Predict future stock price using LSTM networks.

  1. Data Preparation:

    • Scrape historical stock price from Yahoo Finance using Selenium Webdriver
    • Remove null valeues and store the dataset in the CSV file
    • Run EDA to understand the data structure
  2. Train/Test Data

    • Take the adj. close price as data frame and split them into train and test dataset
    • Nominalize the datasets from 0 to 1 using the MinMaxScaler preprocessing class from the scikit-learn
    • Split the dataset into train and test data and reform those into NumPy array
  3. Compile LSTM Network:

    • Compile LSTM network using Keras Sequential framework with 5 dense layers
    • Train the network using datasets
  4. Stock Price Prediction:

    • Visualize the results on graph. (Compare results by epoch = 10, 100, and 1,000)
  5. Evaluation:

    • Evaluate the results using RMSE and MAPE.

Technologies Used

  • Python: Primary programming language. We use ver 3.12

[data-scraping]

[eda]

  • Matplotlib: A library for data visualization, typically in the form of plots, graphs and charts.

[ml-stack]

  • TensorFlow: A ML/AI software library
  • keras: An open-source API for artifitial neutral network
  • NumPy: A Python library to operate large, multi-dimensional arrays and matrices
  • pandas: An open source library with data structures and data analysis tools
  • scikit-learn: A Python ML module built on top of SciPy
  • scikeras: keras x scikit-learn

[deployment]

  • pip, pipenv: Python package manager

Project Structure

.
├── __init__.py
├── predict.py
├── utils/
│   ├── web_scraper.py
│   └── ext_analysis.py
└── sample_data/            # Store the scraped dataset 
└── requirements.txt

Setup

  1. Install the pipenv package manager:

    pip install pipenv
    
  2. Install dependencies:

    pipenv shell
    pip install -r requirements.txt -v
    

Usage

  1. Scrape the latest stock price data:

    pipenv shell
    python utils/web_scraper.py
    

    You will be asked to enter a specific ticker or use default tickers of MAG7.

  2. Run EDA:

    pipenv shell
    python utils/ext_analysis.py
    

    You will be asked to select a ticker and title. You can skip them simply pressing enter.

  3. Predict stock price:

    pipenv shell
    python main.py
    

    You will be asked to input a ticker or you can skip this by pressing enter. (Default ticker is GOOG)

Development

Package Management with pipenv

  • Add a package: pipenv install <package>
  • Remove a package: pipenv uninstall <package>
  • Run a command in the virtual environment: pipenv run <command>
  • After adding/removing the package, update requirements.txt accordingly or run pip freeze > requirements.txt to reflect the changes in dependencies.

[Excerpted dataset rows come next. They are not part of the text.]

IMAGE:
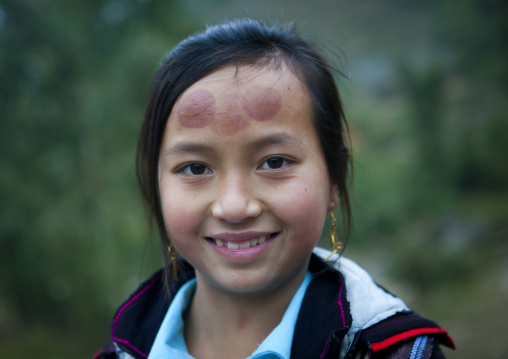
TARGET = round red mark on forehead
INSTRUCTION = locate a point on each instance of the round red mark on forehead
(196, 109)
(229, 119)
(261, 103)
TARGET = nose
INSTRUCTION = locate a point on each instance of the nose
(235, 200)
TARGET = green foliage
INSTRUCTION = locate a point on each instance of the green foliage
(75, 76)
(430, 143)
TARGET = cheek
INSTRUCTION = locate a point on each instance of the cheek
(305, 213)
(178, 218)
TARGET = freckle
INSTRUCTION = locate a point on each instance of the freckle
(196, 109)
(229, 119)
(261, 103)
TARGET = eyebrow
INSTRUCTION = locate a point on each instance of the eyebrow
(188, 147)
(281, 138)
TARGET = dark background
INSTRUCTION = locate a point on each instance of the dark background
(426, 94)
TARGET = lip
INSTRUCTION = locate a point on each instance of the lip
(242, 254)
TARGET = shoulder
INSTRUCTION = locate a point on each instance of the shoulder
(137, 321)
(382, 325)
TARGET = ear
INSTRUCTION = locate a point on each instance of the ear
(333, 202)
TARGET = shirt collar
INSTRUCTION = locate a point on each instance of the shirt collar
(170, 342)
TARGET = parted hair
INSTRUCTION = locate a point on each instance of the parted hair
(237, 43)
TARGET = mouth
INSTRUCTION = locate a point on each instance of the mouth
(248, 243)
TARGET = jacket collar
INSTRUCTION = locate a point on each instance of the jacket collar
(323, 321)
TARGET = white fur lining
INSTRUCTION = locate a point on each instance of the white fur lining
(369, 303)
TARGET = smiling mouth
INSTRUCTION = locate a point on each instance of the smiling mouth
(242, 244)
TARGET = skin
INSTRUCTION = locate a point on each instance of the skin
(247, 173)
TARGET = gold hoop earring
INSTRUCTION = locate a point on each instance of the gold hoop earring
(336, 243)
(173, 257)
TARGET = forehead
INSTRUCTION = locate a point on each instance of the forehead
(232, 98)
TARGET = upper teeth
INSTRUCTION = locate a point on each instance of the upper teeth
(245, 244)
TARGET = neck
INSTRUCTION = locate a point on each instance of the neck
(221, 324)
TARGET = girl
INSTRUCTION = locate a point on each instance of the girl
(241, 155)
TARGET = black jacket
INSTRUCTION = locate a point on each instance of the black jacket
(323, 322)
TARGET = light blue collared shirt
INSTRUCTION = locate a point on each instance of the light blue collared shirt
(170, 342)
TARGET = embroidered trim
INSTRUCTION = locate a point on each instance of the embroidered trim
(122, 309)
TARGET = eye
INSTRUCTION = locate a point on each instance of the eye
(274, 163)
(195, 169)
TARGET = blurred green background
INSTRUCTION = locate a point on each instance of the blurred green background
(426, 94)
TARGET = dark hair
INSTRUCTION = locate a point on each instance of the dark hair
(242, 42)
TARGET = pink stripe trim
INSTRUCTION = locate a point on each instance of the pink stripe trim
(122, 309)
(342, 315)
(405, 335)
(323, 353)
(126, 342)
(341, 306)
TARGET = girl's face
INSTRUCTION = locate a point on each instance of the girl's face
(243, 182)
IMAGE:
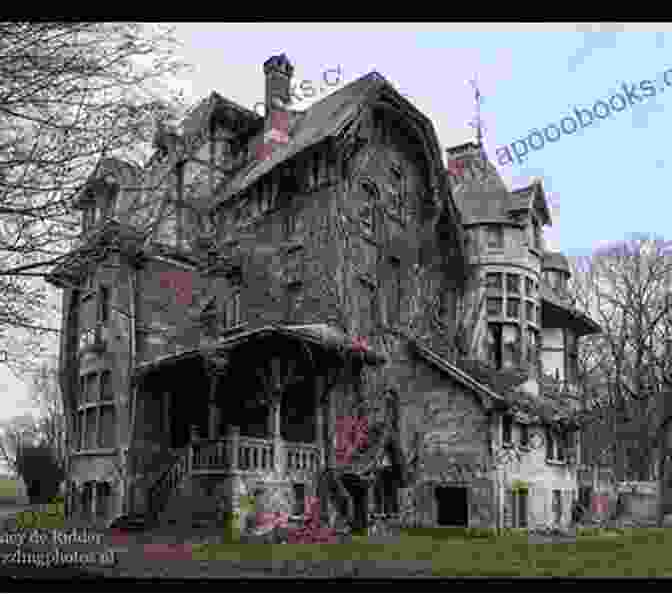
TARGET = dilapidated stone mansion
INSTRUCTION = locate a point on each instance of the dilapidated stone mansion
(261, 278)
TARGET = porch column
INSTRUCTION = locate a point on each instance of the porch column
(213, 413)
(319, 416)
(166, 418)
(278, 444)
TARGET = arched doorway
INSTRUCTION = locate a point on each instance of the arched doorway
(358, 490)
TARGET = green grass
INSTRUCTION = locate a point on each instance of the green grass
(635, 552)
(9, 490)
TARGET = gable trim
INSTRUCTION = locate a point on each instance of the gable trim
(488, 397)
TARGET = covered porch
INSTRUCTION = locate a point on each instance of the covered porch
(254, 403)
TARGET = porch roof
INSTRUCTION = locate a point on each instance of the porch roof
(324, 335)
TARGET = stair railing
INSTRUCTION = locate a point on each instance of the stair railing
(167, 483)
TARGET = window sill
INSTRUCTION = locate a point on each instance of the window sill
(96, 452)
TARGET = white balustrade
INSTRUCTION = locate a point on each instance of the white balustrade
(252, 454)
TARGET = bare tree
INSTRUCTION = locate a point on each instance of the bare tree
(70, 94)
(624, 287)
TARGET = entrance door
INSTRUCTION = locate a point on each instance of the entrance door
(452, 506)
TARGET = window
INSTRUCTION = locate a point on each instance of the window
(513, 308)
(95, 419)
(106, 391)
(232, 309)
(556, 445)
(495, 345)
(294, 295)
(299, 498)
(550, 447)
(294, 265)
(395, 294)
(494, 281)
(524, 436)
(529, 287)
(370, 256)
(537, 235)
(513, 283)
(398, 193)
(572, 357)
(103, 305)
(495, 237)
(532, 345)
(529, 311)
(512, 341)
(367, 210)
(107, 427)
(494, 305)
(507, 429)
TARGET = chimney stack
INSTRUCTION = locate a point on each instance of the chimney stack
(278, 72)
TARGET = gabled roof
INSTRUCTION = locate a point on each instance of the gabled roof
(324, 335)
(481, 195)
(581, 322)
(488, 398)
(555, 261)
(327, 118)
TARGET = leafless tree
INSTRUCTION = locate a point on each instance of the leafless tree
(624, 287)
(70, 94)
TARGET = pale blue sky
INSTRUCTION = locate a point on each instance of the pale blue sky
(609, 180)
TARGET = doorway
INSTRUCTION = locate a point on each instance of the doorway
(452, 505)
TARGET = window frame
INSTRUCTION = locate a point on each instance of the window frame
(507, 427)
(513, 301)
(498, 286)
(513, 288)
(496, 232)
(85, 408)
(500, 308)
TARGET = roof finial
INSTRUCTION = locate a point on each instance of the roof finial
(477, 122)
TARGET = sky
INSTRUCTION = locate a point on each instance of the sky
(605, 181)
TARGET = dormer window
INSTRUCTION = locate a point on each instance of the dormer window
(398, 197)
(495, 237)
(536, 234)
(367, 209)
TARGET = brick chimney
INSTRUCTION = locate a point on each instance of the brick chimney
(278, 71)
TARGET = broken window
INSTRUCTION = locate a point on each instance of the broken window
(529, 311)
(529, 287)
(524, 435)
(495, 237)
(494, 281)
(507, 429)
(513, 308)
(494, 305)
(495, 345)
(532, 345)
(107, 427)
(513, 283)
(397, 197)
(394, 311)
(367, 209)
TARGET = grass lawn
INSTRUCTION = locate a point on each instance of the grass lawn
(635, 552)
(9, 490)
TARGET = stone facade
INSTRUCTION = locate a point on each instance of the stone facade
(198, 324)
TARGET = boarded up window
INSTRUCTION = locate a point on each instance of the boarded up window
(107, 427)
(106, 392)
(90, 438)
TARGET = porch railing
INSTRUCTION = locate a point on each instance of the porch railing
(254, 454)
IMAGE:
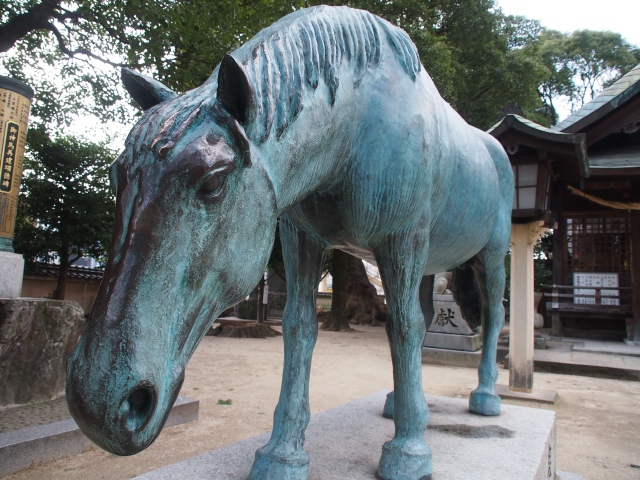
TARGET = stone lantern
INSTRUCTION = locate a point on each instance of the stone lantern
(537, 155)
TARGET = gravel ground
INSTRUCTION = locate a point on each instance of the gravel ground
(598, 418)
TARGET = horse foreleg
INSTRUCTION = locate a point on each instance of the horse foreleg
(283, 457)
(401, 262)
(426, 305)
(488, 267)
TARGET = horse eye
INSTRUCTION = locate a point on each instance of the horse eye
(212, 186)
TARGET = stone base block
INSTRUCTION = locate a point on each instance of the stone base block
(30, 446)
(11, 271)
(345, 443)
(36, 337)
(455, 358)
(467, 343)
(537, 395)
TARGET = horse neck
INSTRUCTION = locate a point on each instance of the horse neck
(310, 155)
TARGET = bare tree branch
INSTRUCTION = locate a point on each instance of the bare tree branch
(82, 51)
(35, 18)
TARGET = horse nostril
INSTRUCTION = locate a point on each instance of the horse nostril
(141, 404)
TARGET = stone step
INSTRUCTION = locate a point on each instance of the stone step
(21, 449)
(345, 443)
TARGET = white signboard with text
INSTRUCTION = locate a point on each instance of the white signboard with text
(607, 282)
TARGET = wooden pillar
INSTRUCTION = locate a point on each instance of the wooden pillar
(635, 274)
(559, 252)
(523, 239)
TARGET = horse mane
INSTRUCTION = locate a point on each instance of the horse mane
(316, 43)
(282, 62)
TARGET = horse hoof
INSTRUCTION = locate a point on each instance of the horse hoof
(487, 404)
(405, 461)
(269, 466)
(387, 411)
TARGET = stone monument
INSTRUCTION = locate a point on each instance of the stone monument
(327, 125)
(449, 329)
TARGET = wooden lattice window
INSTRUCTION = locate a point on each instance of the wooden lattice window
(598, 244)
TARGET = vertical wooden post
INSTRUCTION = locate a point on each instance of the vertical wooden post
(523, 239)
(559, 238)
(635, 273)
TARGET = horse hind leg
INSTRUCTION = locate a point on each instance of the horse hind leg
(401, 261)
(283, 457)
(488, 267)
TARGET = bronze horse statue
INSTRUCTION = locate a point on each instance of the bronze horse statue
(328, 122)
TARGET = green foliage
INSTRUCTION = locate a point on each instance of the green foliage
(66, 207)
(579, 66)
(478, 58)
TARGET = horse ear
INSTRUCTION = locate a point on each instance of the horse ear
(146, 91)
(235, 92)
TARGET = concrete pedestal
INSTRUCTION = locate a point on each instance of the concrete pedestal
(345, 443)
(466, 343)
(11, 271)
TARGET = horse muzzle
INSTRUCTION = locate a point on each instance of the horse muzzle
(121, 414)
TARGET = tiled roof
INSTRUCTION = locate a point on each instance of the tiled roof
(610, 99)
(574, 164)
(51, 270)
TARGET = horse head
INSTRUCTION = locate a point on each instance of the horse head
(195, 223)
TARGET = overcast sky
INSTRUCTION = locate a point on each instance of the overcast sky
(619, 16)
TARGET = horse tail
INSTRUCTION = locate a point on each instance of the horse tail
(467, 295)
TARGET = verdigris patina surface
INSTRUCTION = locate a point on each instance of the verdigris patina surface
(328, 121)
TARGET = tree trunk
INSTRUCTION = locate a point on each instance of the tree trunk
(63, 274)
(353, 297)
(337, 320)
(364, 307)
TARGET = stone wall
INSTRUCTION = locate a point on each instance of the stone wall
(36, 337)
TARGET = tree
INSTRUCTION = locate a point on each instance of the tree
(578, 66)
(353, 297)
(66, 208)
(71, 52)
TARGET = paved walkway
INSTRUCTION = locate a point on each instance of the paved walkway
(605, 358)
(562, 355)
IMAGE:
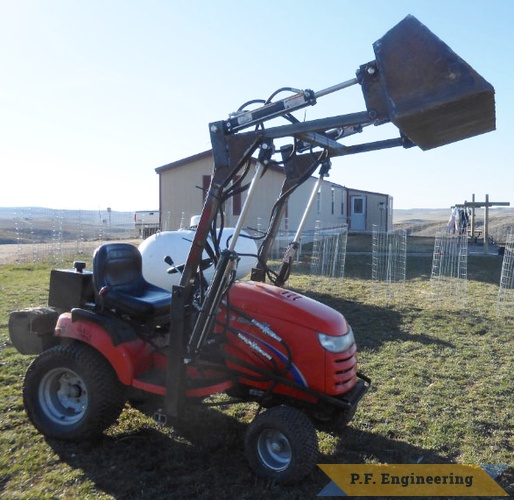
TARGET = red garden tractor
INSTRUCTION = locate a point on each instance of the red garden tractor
(108, 336)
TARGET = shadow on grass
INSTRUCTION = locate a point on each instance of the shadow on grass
(375, 325)
(204, 458)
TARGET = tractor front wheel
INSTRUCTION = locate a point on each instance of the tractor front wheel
(72, 393)
(281, 444)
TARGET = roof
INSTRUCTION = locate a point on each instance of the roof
(274, 166)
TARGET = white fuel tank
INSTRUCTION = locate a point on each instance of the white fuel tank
(176, 244)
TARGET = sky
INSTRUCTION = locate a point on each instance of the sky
(96, 94)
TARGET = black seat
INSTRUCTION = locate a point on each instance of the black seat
(120, 285)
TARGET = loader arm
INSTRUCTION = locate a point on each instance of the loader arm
(416, 82)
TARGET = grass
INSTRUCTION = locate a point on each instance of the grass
(442, 393)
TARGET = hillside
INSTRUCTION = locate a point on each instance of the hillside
(427, 222)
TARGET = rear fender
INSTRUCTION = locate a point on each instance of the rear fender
(128, 359)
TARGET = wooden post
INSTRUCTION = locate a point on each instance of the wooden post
(472, 218)
(486, 225)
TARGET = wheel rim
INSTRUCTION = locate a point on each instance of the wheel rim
(63, 396)
(274, 450)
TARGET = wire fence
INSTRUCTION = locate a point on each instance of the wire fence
(388, 261)
(31, 235)
(450, 267)
(506, 290)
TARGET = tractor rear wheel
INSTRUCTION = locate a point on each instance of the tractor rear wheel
(72, 393)
(281, 444)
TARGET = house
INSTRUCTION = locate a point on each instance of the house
(183, 184)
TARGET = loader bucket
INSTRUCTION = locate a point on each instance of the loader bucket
(432, 95)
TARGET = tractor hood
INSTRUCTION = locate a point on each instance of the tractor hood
(260, 299)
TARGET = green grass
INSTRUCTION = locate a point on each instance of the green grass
(442, 393)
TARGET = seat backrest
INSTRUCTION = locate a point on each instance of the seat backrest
(119, 267)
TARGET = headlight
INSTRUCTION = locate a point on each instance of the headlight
(337, 343)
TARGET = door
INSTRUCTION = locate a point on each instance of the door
(358, 213)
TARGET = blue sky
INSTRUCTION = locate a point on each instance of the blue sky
(94, 95)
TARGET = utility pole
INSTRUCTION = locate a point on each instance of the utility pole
(474, 204)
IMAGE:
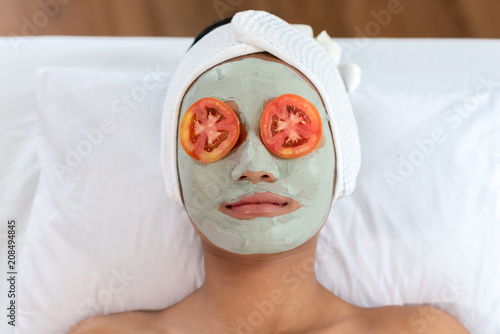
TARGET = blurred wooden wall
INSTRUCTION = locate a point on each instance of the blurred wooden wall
(341, 18)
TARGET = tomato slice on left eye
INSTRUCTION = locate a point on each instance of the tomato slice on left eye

  • To reinstall all the dependencies, delete Pipfile and Pipfile.lock files, then run:

    pipenv shell
    pipenv install -r requirements.txt -v
    

Customizing LSTM Network

To customize LSTM, edit the main.py file.

Adding EDA

To add more EDA, edit the ext_analysis.py file.

Contributing

  1. Fork the repository
  2. Create your feature branch (git checkout -b feature/your-amazing-feature)
  3. Commit your changes (git commit -m 'Add your-amazing-feature')
  4. Push to the branch (git push origin feature/your-amazing-feature)
  5. Open a pull request

Troubleshooting

Common issues and solutions:

  • Memory errors: If processing large contracts, you may need to increase the available memory for the Python process.
  • Data scraping issues: Selenium relies on the hard-coded HTML structures. Update web_scraper.py accordingly to see if the data was properly scraped.